Among the witnesses Stewart’s attorneys named in a list submitted to the court are Dr. Craig Lichtblau of Life Care Planning in North Palm Beach, who is board-certified in physical medicine and rehabilitation (physiatry); Dr. Manuel Gordillo, Sarasota Memorial Hospital’s infectious disease specialist; nine other physicians, including two associated with Imminent Surgical Associates in Sarasota; a Sarasota dentist; a physical therapist; and staff of Baycare Home Health in Sarasota.

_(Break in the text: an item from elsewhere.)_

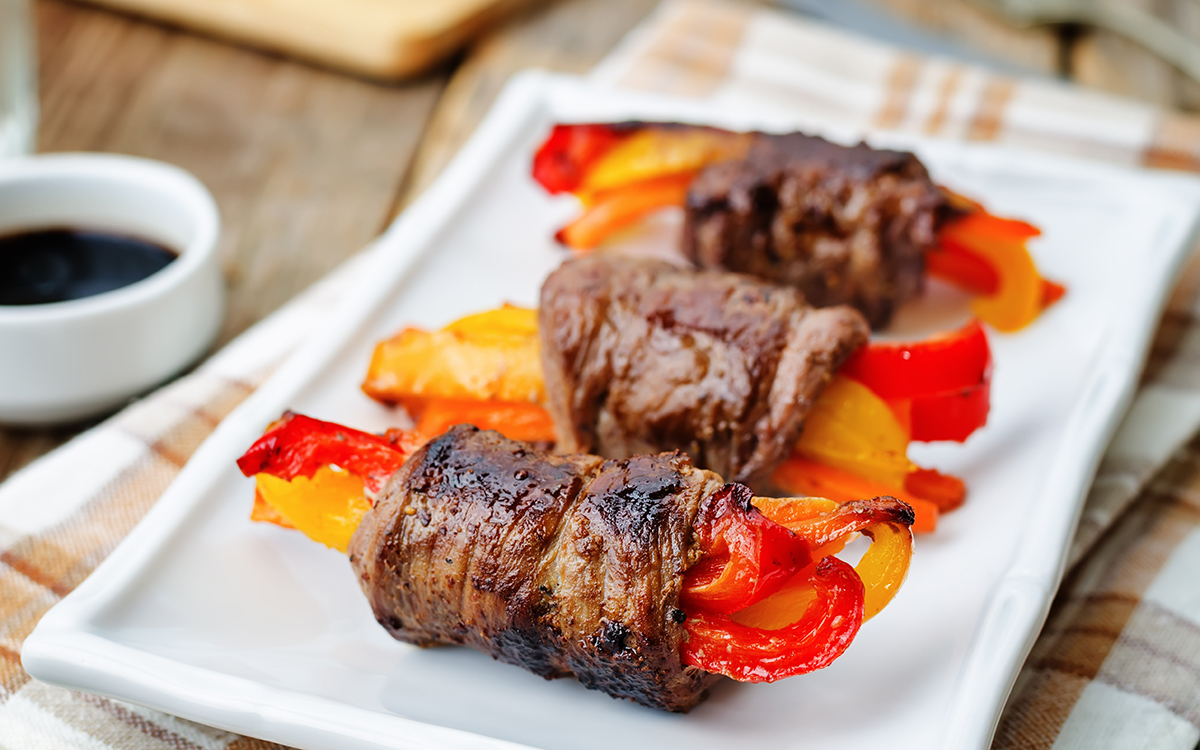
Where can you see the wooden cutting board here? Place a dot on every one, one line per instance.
(378, 39)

A document that Circuit Judge McHugh signed on March 28, in preparation for the May trial, included a statement that would be read to potential jurors.
That statement provided details of the May 2020 incident, with Stewart’s allegation that Kanayama “negligently drove [a] Ford F550 pickup while trying to execute a U-turn along Bahia Vista Street, and drove into the pedestrian crosswalk where [Stewart] was jogging, striking her from behind and causing her to be injured. [Stewart] seeks damages for her economic and noneconomic injuries.”
The statement added, “The County admits that its employee caused the accident while employed and in his scope of work but disputes the extent of the damages claimed by [Stewart].”
That March 28 order also said that the county stipulated to the “[a]uthenticity of medical records, medical bills and expenses, and Plaintiff’s wage information; and that the county “is liable for injuries caused by Kanayama’s negligence which occurred while he was acting within the course and scope of his employment …”
County Media Relations Officer Drew Winchester told The Sarasota News Leader on April 28 that Kanayama was a skill trades worker for the county at the time of his retirement in June 2020.
In regard to the scheduled trial, the order estimated the length at five days; the jurors were expected to be drawn from a pool of 40 persons. Further, the order called for one hour per side for opening arguments.
Charges against Kanayama
On Dec. 10, 2020, court records show, Kanayama sent a letter to the Sarasota County Clerk of Court, enclosing a check for $334, which he indicated was his final payment of the $500 fine lodged against him as a result of the Stewart incident.
In a search of 12th Judicial Circuit Court records, the News Leader found two other traffic infractions with which Kanayama had been charged.
In October 2006, he was cited for failure to stop at a steady red signal. He paid the “statutory fine” in that case, the docket says.
Then, on Aug. 12, 2013, he was cited for not wearing a seatbelt as the driver of a vehicle. The fine due, as noted on the form, was $116.